Welcome to the automotive world of the year 2000!
While Volvo doesn't necessarily say that the LCP (Light Components Project) is what you'll be buying when you order a new car in 2001, or maybe 2005, some of the ideas, components, and construction techniques are likely to find their way into the cars of tomorrow.
The plastic-bodied Volvo LCP is an imaginative engineering study for what may be ahead in lightweight structures and propulsion systems. To save weight, for example, the vehicle uses 110 pounds of magnesium and 385 pounds of aluminum, far more than any automotive designer would consider a viable choice today.

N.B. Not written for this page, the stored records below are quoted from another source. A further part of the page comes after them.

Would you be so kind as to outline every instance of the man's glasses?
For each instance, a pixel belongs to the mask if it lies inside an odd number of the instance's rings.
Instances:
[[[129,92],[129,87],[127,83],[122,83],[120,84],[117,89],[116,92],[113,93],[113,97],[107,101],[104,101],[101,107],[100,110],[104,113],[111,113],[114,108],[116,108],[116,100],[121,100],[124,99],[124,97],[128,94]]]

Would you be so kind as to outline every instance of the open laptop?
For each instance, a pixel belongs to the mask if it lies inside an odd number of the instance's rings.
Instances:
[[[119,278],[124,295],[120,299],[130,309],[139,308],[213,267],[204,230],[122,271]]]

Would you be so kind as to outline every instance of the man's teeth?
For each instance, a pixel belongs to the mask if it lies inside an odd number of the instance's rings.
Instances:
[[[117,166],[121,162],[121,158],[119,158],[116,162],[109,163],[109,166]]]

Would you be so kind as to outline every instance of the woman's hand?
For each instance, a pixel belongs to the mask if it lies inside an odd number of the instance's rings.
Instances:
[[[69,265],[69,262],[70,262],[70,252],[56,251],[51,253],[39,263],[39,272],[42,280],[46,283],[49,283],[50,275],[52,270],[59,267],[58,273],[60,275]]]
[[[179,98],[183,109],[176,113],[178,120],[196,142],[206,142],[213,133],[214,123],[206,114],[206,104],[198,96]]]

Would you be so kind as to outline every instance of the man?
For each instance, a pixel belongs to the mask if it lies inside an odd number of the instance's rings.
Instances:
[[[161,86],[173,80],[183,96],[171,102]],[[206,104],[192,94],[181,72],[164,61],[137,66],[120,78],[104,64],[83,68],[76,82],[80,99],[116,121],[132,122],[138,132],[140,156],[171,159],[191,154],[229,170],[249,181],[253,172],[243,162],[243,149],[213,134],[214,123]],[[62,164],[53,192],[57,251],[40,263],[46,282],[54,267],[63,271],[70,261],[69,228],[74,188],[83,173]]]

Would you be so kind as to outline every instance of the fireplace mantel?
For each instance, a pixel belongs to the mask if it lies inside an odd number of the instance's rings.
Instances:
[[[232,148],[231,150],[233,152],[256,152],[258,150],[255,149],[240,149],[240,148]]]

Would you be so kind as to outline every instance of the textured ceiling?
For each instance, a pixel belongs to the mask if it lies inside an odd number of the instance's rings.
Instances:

Begun in 1979, the long-range research project includes four prototype vehicles to test alternative fuels, engines, and transmissions.
The engine in the test vehicle I drove is a 1.4-liter, turbocharged, intercooled, heat-insulated (adiabatic), direct-injection diesel, but it will also burn a wide variety of other combustible liquids, including salad oil and used crankcase oil. The engine-cooling system uses oil, while an alternative 1.3 -liter engine uses water.
One of the prototypes has a steel-belt continuously variable transmission (CVT). All employ three cyclinders, and the cars are front-wheel drive.
In building the LCP Volvo, engineers took a fresh look at assembly techniques to upgrade quality and lower costs. The test vehicle starts with a welded aluminum platform to which a front subassembly is bolted, including the drive train and steering. The rear subassembly contains the rear suspension.
The interior - wiring, dashboard, carpets, and seats - is then put together. The roof, a separate subassembly, is bolted into place, as is the front assembly which includes the headlights, radiator, horn, etc. Finally, the doors, front hood, rear deck, and body panels are attached.
More than 120 companies around the world have participated in the LCP project , including Alcoa, Budd, and 3M in the United States.
When the project began in 1979 the objectives were:
* A 2-seater vehicle with enough room for riders and ample luggage.
* Maximum weight of 1,540 pounds with a drag coefficient of less than 0.30.
* Fuel economy of 55 miles a gallon and 0 to 60 m.p.h. acceleration in less than 13 seconds.
* Meeting of all safety and emissions regulations and the capability of mass production.
* Easy recyclability and low total energy consumption even in the assembly process.
To get into the LCP, just punch a code into an outside panel, slip down into the driver's seat, turn a knob (no key here, either) to start the engine, shift into gear, and you're on your way.